2015年4月27日月曜日

「魚は夢を見ているか」鈴木克美 丸善ライブラリー

☆☆☆

魚は野良猫の悪夢を見るか?

日本人は世界一魚を食べるのに、河川や海の環境、魚の生態についてはあまり関心を示してこなかったですね。現代でも一部の釣り人のマナーの悪さは環境と生態系を破壊していると言ってもいいくらいだし。

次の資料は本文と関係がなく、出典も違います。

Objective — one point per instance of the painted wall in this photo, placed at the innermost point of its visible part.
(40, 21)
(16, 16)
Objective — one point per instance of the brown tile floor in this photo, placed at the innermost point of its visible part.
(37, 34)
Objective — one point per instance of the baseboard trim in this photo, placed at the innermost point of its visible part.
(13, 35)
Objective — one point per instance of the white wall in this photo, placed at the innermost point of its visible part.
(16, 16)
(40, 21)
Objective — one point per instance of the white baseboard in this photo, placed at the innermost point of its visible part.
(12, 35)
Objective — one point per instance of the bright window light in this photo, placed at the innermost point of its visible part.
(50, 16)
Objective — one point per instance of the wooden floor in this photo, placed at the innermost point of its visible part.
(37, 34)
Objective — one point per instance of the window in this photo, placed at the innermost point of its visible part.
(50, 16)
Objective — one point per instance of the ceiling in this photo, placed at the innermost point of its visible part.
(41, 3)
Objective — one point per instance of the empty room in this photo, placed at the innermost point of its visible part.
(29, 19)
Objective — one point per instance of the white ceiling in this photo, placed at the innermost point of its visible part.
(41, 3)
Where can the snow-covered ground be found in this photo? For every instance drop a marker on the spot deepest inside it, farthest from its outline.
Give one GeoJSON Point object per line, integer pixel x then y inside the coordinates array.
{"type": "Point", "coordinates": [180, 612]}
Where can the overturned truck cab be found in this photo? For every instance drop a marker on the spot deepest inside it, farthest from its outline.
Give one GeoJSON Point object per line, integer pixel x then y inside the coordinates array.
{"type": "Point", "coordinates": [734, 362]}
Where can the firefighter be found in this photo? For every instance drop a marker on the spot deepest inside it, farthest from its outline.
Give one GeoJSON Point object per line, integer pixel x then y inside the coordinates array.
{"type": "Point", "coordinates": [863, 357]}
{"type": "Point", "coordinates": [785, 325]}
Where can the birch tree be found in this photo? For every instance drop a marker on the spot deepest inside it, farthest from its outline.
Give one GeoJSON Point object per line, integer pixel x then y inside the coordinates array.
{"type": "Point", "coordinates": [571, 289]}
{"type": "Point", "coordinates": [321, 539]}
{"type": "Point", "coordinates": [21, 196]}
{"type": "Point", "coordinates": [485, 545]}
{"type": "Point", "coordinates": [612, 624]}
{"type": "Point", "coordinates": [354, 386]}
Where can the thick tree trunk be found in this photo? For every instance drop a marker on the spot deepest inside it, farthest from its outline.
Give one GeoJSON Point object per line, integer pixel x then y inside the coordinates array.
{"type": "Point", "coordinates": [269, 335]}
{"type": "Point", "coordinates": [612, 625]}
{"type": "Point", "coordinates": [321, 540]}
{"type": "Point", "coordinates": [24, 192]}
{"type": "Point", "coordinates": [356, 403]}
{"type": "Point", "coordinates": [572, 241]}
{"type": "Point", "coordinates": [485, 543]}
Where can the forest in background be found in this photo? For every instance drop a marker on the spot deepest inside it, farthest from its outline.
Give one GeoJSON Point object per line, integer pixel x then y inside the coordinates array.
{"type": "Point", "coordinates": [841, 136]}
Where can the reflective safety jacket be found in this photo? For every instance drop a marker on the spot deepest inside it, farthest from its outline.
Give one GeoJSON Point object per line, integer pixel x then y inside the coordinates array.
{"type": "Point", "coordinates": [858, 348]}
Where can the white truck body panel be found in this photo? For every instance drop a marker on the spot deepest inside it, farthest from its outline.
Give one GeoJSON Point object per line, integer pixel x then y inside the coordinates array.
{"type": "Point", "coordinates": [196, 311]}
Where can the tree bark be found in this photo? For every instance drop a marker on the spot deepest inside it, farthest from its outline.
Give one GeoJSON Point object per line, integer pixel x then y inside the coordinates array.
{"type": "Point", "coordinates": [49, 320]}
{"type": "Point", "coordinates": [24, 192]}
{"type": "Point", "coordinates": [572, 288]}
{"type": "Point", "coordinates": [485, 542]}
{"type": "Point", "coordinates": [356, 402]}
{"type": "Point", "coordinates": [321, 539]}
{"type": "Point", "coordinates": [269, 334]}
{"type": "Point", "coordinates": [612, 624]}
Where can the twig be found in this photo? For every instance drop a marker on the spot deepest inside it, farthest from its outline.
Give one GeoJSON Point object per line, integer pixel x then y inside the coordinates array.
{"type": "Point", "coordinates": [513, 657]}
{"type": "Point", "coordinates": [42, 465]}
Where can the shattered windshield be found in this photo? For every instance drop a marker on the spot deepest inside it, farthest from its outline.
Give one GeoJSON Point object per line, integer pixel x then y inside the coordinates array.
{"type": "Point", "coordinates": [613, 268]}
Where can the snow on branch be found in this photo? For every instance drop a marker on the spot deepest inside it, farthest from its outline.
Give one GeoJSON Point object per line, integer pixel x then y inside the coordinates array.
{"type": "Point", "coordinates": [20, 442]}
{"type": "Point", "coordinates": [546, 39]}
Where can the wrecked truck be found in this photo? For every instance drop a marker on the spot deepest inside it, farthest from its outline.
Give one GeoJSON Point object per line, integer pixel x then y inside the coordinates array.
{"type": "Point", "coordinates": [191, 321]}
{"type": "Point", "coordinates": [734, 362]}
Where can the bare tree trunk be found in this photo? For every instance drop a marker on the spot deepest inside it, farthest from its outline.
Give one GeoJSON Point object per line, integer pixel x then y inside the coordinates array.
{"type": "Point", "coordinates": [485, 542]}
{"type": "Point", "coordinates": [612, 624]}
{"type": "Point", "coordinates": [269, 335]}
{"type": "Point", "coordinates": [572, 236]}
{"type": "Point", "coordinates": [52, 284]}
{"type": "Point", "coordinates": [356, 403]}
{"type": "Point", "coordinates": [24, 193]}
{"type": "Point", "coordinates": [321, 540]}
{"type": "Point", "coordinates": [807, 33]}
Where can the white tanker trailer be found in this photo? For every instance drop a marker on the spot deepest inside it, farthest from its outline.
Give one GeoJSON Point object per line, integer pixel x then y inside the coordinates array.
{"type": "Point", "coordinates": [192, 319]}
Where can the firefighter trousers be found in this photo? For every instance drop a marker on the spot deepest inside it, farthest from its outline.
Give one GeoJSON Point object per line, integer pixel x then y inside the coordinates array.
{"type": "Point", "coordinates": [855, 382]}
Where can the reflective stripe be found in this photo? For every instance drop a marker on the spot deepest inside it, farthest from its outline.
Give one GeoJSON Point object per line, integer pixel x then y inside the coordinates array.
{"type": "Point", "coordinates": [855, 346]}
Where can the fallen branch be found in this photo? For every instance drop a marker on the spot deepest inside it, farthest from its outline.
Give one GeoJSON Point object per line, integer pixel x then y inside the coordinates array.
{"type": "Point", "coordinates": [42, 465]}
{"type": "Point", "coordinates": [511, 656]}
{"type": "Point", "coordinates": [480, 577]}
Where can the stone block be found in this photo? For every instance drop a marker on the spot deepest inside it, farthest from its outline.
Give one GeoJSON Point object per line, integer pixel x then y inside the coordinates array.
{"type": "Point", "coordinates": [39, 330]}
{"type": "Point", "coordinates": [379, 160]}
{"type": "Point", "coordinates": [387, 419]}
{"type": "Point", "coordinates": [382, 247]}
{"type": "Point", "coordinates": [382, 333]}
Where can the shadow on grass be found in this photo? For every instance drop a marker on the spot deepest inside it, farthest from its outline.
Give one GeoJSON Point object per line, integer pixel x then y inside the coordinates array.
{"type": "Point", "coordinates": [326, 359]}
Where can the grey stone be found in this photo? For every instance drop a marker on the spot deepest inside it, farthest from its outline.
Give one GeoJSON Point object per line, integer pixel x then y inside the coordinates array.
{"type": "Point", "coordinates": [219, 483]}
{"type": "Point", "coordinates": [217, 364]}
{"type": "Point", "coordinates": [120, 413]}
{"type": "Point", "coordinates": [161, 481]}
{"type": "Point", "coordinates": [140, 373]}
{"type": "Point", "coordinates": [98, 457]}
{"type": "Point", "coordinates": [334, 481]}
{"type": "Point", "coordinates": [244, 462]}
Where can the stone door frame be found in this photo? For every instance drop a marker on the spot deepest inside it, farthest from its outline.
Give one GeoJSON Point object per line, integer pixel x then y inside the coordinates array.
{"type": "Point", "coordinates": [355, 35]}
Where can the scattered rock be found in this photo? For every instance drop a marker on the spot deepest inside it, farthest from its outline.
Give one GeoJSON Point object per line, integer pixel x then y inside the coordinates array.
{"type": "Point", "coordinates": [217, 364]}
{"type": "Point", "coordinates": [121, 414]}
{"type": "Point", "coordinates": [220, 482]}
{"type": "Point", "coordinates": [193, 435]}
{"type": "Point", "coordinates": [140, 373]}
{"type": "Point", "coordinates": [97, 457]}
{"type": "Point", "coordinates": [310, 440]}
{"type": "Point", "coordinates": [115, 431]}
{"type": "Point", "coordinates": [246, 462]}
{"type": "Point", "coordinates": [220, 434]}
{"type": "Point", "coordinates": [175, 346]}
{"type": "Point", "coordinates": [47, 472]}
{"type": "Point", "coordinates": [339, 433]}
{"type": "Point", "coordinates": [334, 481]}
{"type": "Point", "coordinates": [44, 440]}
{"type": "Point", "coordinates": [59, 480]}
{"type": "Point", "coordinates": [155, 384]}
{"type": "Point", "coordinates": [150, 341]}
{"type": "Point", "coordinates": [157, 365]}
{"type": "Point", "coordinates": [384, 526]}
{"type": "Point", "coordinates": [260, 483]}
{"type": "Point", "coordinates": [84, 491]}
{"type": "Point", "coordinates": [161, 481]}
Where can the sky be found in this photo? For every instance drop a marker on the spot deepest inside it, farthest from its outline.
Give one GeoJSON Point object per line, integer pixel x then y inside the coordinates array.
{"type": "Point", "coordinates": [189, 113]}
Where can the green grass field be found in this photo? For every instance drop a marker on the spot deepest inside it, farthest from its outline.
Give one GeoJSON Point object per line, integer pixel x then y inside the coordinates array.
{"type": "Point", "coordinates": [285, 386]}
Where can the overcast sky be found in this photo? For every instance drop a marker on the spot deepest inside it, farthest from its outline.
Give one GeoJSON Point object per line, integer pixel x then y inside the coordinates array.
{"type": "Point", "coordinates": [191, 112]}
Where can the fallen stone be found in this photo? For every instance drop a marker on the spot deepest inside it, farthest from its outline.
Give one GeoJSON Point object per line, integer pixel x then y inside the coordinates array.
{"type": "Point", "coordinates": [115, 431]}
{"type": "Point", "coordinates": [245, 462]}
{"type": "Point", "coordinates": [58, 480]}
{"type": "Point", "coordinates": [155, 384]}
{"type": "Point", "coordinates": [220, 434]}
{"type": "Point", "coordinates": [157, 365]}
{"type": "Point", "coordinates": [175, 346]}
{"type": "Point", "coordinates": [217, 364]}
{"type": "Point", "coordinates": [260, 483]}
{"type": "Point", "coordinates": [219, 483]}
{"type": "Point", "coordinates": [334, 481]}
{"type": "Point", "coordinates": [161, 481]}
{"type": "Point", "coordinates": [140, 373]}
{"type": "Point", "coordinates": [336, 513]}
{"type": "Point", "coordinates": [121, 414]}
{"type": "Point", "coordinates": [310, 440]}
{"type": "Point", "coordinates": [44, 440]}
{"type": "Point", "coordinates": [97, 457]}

この本は魚の世界に興味を抱いてもらうために書かれています。蘊蓄本と違うところは
なぜそうなるのか?という説明をしているところ。50話の魚についてのトピックスが語られていますが、個人的には数を半分にしてもっと詳しく説明したほうがインパクトがあったように思う。

以下、わたしが興味を引かれたところ。
トビウオが翼(胸びれ、腹びれ)を広げたときの揚力と抵抗の最大比は、約二五もあり、
イヌワシ(!)よりも効率がいい。

魚の舌はものの味を知るのに役立っていないらしい。魚の味蕾は、口の周囲、ひげなどのほか、ひれや皮膚のあちこちに分布している(皮膚味蕾)。

魚の子育ての主役は常に雄の役目。その理由は、最初に産卵があって次ぎに受精があるから。産卵が終わった雌はさっさとその場を離れ、雄と卵があとに取り残される。もちろん哺乳類はその逆ですね。

まだよくわからない疑問も提示してあります。

なぜオニオコゼがみにくくて、姿をかくすのもうまいのに、鋭いとげに毒まで仕込んでいるのか?
たしかにコスト面からは過剰。きっとオニオコゼは捕食者にとってものすごく美味でしかものろまな獲物だった。それでどんなに防御しても襲ってくるので、「しつこいな、お前」と思いながら護身がエスカレートしていき最終的に毒を持つに至ったのでは、と思う。

魚の雌にとって産卵によるリスクはそう大きくないし、産卵しなければ子孫を残せないのに、例外はあるが雄の求愛に消極的で産卵を避けたがるのはなぜか?
さっぱり解りません。

なぜ、サンゴ礁の海に「多様性の高い生物群集」ができ上がったのか?
本書に幾つか答が書いてあります。

最後に魚は夢を見ているかの答えは、
眠っているかどうかもあいまいで、熟睡することもなさそうだから、多分夢は見ていないのではないか、だそうです。だろうね。

2007年6月30日追記

『魚の子育てと社会』桑村哲生 海鳴社 によると、魚類では雄が子育てをするものが多いが、一夫多妻などの場合、雌のみが子育てを行う例もあるそうです。一概に雄のみとは言えないようですね。